In the wake of disasters of this scale, governments and aid organisations around the world have big decisions to make. These decisions are concerned with 'doing the right thing'. Who should be helped first? How many people should be sent to provide aid and for how long? How much money should be dedicated to helping?

Ethical decisions, however, are not restricted to disaster situations. All organisations have a responsibility to society. In order to behave in an ethical manner, businesses must take into account what is considered to be 'right' for a range of stakeholders. Primark, for instance, is very clear about where it stands on business ethics.
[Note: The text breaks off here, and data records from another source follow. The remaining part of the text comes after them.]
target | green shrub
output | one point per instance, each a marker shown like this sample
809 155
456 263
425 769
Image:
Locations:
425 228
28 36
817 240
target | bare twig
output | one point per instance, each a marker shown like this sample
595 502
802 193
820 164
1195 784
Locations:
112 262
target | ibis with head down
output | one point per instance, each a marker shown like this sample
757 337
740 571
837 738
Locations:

Its business principles underpin its operations and include respecting human rights, setting guidelines for appropriate conditions of employment in its suppliers' factories, and employing an Ethical Trade team to ensure its responsibilities are met. Ethical behaviour may incur additional costs to a business, but by taking a socially responsible viewpoint, organisations like Primark can benefit from building confidence in their brands, reducing risk and developing sustainable business practices.

Questions
1.Define business ethics.
2.Using the Primark case study, describe what is meant by its Code of Conduct.
3.Explain the costs to Primark of behaving ethically.
4.Evaluate the pros and cons to businesses of behaving in an ethical manner.

Answers
1.Define business ethics.

  • Business ethics are the rules of conduct and principles and patterns of behaviour in business dealings that involve 'doing the right thing'.
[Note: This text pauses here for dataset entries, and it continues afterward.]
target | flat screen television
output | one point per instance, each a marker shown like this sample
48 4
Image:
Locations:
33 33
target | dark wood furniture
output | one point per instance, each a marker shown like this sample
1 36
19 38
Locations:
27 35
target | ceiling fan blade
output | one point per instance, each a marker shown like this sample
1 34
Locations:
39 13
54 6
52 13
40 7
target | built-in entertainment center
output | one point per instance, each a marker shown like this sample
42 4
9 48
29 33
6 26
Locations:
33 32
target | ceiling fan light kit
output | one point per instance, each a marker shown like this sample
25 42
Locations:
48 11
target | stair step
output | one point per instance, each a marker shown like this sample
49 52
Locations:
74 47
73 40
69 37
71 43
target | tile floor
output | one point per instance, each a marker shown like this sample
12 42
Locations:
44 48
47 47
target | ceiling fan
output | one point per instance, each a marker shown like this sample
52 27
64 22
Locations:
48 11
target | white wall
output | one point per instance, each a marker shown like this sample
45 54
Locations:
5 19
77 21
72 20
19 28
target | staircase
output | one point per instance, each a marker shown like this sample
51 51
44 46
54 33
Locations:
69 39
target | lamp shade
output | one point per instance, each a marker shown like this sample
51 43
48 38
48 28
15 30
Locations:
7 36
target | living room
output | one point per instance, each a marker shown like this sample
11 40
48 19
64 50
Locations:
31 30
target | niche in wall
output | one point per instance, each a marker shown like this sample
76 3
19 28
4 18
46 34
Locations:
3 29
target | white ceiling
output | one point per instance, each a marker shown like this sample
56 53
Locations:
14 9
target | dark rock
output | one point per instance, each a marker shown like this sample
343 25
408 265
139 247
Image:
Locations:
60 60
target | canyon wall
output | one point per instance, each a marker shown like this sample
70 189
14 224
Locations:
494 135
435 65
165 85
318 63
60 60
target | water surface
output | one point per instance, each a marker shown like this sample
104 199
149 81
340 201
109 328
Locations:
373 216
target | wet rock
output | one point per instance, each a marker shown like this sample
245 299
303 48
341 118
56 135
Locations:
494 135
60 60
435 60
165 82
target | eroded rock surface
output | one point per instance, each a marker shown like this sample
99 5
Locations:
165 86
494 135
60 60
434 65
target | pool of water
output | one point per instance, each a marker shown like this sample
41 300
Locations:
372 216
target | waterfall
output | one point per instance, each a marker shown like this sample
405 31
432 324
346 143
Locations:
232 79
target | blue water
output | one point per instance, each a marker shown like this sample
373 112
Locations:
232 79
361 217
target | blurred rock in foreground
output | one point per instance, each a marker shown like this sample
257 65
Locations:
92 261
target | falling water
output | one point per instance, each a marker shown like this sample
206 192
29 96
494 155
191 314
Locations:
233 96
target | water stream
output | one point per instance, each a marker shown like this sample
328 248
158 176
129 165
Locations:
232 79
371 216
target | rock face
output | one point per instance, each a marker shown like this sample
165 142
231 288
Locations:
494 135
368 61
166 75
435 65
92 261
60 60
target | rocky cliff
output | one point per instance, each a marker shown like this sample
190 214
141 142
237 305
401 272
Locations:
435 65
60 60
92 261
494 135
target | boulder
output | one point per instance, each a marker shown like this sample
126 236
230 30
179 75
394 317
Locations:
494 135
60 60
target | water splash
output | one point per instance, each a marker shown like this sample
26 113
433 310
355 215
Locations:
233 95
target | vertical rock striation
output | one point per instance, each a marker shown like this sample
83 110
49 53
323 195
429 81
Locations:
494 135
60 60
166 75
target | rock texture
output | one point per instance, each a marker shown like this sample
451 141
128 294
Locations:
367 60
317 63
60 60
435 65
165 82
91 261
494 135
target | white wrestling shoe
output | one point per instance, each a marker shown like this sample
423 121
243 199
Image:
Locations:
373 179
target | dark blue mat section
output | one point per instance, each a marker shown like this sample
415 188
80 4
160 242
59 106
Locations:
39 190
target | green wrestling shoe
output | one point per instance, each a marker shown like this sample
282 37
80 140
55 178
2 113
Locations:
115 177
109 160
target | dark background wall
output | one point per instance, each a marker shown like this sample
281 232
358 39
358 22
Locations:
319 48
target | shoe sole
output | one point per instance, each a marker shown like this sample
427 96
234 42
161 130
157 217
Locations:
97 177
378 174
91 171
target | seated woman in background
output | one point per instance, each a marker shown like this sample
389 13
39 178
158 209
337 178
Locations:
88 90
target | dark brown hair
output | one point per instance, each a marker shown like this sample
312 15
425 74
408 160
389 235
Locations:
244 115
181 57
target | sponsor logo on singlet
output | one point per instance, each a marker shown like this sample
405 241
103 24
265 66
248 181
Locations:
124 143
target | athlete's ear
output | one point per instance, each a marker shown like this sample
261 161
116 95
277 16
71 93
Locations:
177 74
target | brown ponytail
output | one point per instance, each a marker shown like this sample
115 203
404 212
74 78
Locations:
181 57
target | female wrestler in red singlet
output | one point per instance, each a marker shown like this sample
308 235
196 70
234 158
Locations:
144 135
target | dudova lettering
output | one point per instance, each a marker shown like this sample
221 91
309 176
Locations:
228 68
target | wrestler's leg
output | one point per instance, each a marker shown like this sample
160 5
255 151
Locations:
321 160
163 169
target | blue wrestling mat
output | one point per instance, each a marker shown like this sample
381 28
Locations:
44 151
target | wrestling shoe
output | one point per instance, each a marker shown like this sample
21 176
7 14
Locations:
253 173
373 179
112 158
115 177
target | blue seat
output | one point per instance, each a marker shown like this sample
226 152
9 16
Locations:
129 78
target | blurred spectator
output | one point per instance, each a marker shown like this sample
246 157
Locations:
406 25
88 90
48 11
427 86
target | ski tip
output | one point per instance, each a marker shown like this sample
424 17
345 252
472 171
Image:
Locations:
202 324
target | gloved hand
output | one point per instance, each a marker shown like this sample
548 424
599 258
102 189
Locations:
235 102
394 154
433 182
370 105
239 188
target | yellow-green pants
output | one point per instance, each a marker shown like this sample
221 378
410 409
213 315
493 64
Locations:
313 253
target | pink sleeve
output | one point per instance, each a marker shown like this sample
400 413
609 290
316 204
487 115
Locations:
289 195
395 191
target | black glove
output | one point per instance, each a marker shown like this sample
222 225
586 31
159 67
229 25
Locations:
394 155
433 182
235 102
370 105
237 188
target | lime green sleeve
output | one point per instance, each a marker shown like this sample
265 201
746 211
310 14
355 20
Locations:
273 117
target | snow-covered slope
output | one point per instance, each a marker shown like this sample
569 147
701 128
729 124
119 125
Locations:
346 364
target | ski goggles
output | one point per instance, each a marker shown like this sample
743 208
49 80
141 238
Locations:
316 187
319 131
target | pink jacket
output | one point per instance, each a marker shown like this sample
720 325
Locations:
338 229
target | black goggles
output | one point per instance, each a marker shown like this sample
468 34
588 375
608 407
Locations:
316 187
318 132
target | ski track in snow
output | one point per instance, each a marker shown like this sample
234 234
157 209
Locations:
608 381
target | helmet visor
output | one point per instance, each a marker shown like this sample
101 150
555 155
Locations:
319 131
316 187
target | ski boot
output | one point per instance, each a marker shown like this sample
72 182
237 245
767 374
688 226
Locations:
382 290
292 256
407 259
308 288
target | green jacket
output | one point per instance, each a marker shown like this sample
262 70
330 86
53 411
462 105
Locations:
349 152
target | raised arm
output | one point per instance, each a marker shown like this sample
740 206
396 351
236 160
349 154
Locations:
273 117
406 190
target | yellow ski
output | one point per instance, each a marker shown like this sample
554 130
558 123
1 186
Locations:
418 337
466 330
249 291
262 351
2.Using the Primark case study, describe what is meant by its Code of Conduct.

  • Primark's Code of Conduct is based on the International Labour Organization's Code. The Code provides a set of standards for international labour. These promote opportunities for women and men to work in freedom, equity, security and dignity. Primark's Code of Conduct has 11 points, including the agreement that child labour will not be used and that working conditions are safe and hygienic.
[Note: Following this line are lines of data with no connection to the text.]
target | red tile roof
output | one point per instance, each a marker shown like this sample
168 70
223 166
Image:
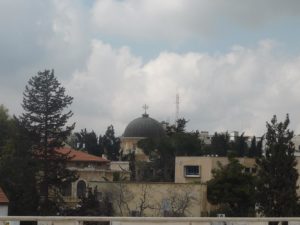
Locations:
3 197
81 156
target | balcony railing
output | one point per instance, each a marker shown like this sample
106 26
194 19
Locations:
59 220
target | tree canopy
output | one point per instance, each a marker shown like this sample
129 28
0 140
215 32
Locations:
44 104
277 175
232 189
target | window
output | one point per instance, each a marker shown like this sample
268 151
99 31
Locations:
192 171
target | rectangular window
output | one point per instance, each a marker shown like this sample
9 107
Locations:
192 171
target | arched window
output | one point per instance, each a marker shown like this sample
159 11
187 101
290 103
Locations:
81 189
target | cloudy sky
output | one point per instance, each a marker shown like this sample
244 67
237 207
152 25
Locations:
233 63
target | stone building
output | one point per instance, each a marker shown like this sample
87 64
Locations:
137 129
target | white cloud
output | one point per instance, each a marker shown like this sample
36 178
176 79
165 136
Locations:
239 90
176 20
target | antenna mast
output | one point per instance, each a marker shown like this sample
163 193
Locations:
177 108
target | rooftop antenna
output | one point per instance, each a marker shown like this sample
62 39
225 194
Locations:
177 108
145 107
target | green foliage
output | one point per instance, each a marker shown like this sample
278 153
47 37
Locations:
44 103
232 189
110 144
219 144
277 175
88 141
90 205
255 149
5 126
18 169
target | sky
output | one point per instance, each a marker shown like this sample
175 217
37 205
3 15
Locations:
234 64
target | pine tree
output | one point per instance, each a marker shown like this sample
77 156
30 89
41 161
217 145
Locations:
44 103
232 189
111 144
277 175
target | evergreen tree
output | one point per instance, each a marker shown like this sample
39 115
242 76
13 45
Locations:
220 144
232 189
17 161
44 103
111 144
239 146
5 122
277 175
88 141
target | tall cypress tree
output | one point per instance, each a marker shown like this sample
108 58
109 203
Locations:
110 144
44 104
277 175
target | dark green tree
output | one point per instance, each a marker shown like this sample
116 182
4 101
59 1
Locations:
255 149
5 126
17 161
239 146
111 144
88 141
232 189
277 175
44 104
219 144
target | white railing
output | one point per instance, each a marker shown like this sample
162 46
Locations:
59 220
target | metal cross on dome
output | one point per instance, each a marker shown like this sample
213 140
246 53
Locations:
145 107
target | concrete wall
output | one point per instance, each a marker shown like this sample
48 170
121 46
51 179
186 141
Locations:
206 165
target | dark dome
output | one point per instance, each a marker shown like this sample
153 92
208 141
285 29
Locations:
144 126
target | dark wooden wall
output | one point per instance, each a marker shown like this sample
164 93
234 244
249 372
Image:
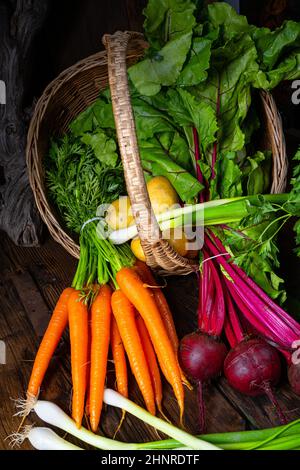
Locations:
39 39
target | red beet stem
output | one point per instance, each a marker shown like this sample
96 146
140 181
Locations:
218 317
262 310
201 408
271 304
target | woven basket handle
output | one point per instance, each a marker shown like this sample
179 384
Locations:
148 228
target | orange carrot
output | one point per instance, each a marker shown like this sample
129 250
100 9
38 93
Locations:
161 302
124 314
56 327
88 370
119 358
142 298
101 316
78 325
151 360
147 277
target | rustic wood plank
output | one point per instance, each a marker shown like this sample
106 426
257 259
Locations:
52 270
35 307
258 410
19 22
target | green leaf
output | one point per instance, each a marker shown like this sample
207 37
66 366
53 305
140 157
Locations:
167 20
195 71
177 148
105 149
229 176
156 162
149 120
271 45
188 110
149 75
228 89
220 14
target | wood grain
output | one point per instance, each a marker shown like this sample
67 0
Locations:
50 269
20 20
3.Explain the costs to Primark of behaving ethically.
The costs of ethical behaviour to Primark include:

  • Employing a global Ethical Trade team
  • Training buyers on all ethical trade issues
  • Managing and paying for external audits
  • Helping suppliers put right issues raised by the audits, through training and support from the Primark Ethical Trade team.

4.Evaluate whether businesses should behave in an ethical manner.
Arguments why businesses should behave in an ethical manner:

  • Stakeholders may expect organisations to have the same values as themselves.
  • It may be easier to attract customers, workers and investors.
  • Ethical behaviour may lead to more sustainable business practices.
  • It reduces unwanted negative media attention.

Arguments against businesses behaving in an ethical manner:

  • The costs to the business may rise.
  • Firms should only consider the owners/shareholders' needs, e.g. to create as much profit as possible.

Choice may depend on:

  • Whether competitors are also behaving ethically
  • How far stakeholders, such as customers, value ethical behaviour compared with other considerations such as price.